Circuit Court, E. D. New York.
January 22, 1881.
1. SUIT ON PATENT—ABANDONMENT OF DEFENCE—EFFECT OF DECREE.
A decree in favor of the plaintiff, in a suit founded on a patent, which was reached because the defendants abandoned the defence of the suit and allowed the decree to be entered without objection and without a hearing before the court, is not sufficient ground upon which to grant a preliminary injunction in a subsequent suit in another district and against other parties, founded on the same patent. A decree obtained under such circumstances can have no greater effect than to show an acquiescence in the plaintiff's claim of right by the parties to the former suit.
In Equity.
J. H. Whitelegge, for plaintiff.
G. G. Frelinghuysen, for defendant.
BENEDICT, D. J. This cause comes before the court upon a motion for a preliminary injunction to restrain the defendant, during the pendency of this suit, from making a certain form of skylight, which the plaintiff insists the defendant is now making, and which the plaintiff claims to be an infringement upon certain patents owned by the plaintiff and forming the basis of this suit. The ground upon which the application rests is that the acts of infringement are not denied in the answer, and that the validity of the plaintiff's patents has been upheld by a final decree rendered by the circuit court of the United States for the southern district of New York, in an action there brought by this same plaintiff upon these same patents against August Erickson and John H. Gibson.
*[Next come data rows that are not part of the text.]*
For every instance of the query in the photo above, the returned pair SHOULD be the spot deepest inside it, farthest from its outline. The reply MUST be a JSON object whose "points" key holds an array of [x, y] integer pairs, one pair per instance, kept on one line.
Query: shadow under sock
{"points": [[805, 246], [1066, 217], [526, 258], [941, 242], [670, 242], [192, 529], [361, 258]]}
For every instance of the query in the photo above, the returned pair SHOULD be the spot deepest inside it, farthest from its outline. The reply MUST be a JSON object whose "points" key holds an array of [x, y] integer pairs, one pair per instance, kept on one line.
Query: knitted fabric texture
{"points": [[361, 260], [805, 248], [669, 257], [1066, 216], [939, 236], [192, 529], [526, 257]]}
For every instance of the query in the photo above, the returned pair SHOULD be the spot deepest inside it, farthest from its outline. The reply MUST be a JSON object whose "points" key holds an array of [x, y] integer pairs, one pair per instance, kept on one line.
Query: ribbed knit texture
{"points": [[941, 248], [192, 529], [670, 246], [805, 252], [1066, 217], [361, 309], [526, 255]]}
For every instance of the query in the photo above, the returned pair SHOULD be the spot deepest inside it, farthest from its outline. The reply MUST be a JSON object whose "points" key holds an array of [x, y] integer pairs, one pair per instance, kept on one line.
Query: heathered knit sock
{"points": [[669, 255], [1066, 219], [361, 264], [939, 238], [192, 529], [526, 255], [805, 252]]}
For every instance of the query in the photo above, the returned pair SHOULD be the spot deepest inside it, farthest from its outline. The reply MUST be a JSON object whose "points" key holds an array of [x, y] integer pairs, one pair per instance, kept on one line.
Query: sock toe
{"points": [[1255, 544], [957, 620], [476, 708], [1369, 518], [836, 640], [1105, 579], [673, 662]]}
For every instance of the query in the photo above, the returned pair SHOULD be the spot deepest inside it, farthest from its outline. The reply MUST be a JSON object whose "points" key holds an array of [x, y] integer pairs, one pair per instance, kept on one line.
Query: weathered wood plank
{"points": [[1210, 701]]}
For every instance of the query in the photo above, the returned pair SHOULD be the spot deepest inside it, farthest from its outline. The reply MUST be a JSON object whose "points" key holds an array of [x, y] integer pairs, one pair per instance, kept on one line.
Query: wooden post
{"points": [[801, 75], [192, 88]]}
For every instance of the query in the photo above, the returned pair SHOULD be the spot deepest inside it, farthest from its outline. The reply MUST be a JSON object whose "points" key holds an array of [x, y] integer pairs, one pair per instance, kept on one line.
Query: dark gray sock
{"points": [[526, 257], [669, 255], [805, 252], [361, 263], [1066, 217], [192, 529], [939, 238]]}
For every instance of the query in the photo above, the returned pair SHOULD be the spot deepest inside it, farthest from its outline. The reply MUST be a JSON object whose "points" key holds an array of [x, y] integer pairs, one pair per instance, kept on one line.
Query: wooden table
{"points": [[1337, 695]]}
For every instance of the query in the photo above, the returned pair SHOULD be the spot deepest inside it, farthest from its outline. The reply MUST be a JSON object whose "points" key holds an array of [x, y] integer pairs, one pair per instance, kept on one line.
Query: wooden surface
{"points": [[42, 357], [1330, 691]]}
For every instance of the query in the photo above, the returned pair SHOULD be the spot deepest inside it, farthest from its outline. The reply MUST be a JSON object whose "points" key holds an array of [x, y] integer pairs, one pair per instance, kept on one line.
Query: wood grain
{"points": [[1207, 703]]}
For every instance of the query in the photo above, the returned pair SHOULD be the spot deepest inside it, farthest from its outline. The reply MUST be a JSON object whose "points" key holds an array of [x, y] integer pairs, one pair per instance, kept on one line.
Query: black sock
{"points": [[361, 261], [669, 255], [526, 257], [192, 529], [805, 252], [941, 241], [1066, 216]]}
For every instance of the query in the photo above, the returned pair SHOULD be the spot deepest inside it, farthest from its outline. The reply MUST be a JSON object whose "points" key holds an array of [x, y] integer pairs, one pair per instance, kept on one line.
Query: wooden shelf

The defendant insists that the acts of infringement are denied by the answer, and that the decree upon which the plaintiff relies was the result of collusion or agreement between the parties, and does not justify an assumption, upon a motion like the present, that the patents sued on are valid. Passing the question as to the construction to be put upon the answer, it is sufficient for this occasion to say that the circumstances under which the decree of the circuit court for 522 the southern district of New York was made were such as to deprive that decree of any greater effect than as evidence of an acquiescence in the plaintiff's claim under these patents by the particular persons there sued. For that decree was in substance a decree by default. In point of fact, no opposition was made to its entry; no contest was had before the court; and it is plain to see that the decree was because of an understanding between the parties that contest should cease, and not because the court had examined the plaintiff's patents and found them to be valid.
Treating the decree relied on by the plaintiff as no more than evidence that the defendants in that suit acquiesced in the plaintiff's claim under these patents, it is manifest that sufficient ground upon which to grant a preliminary injunction has not been made to appear. The motion is therefore denied.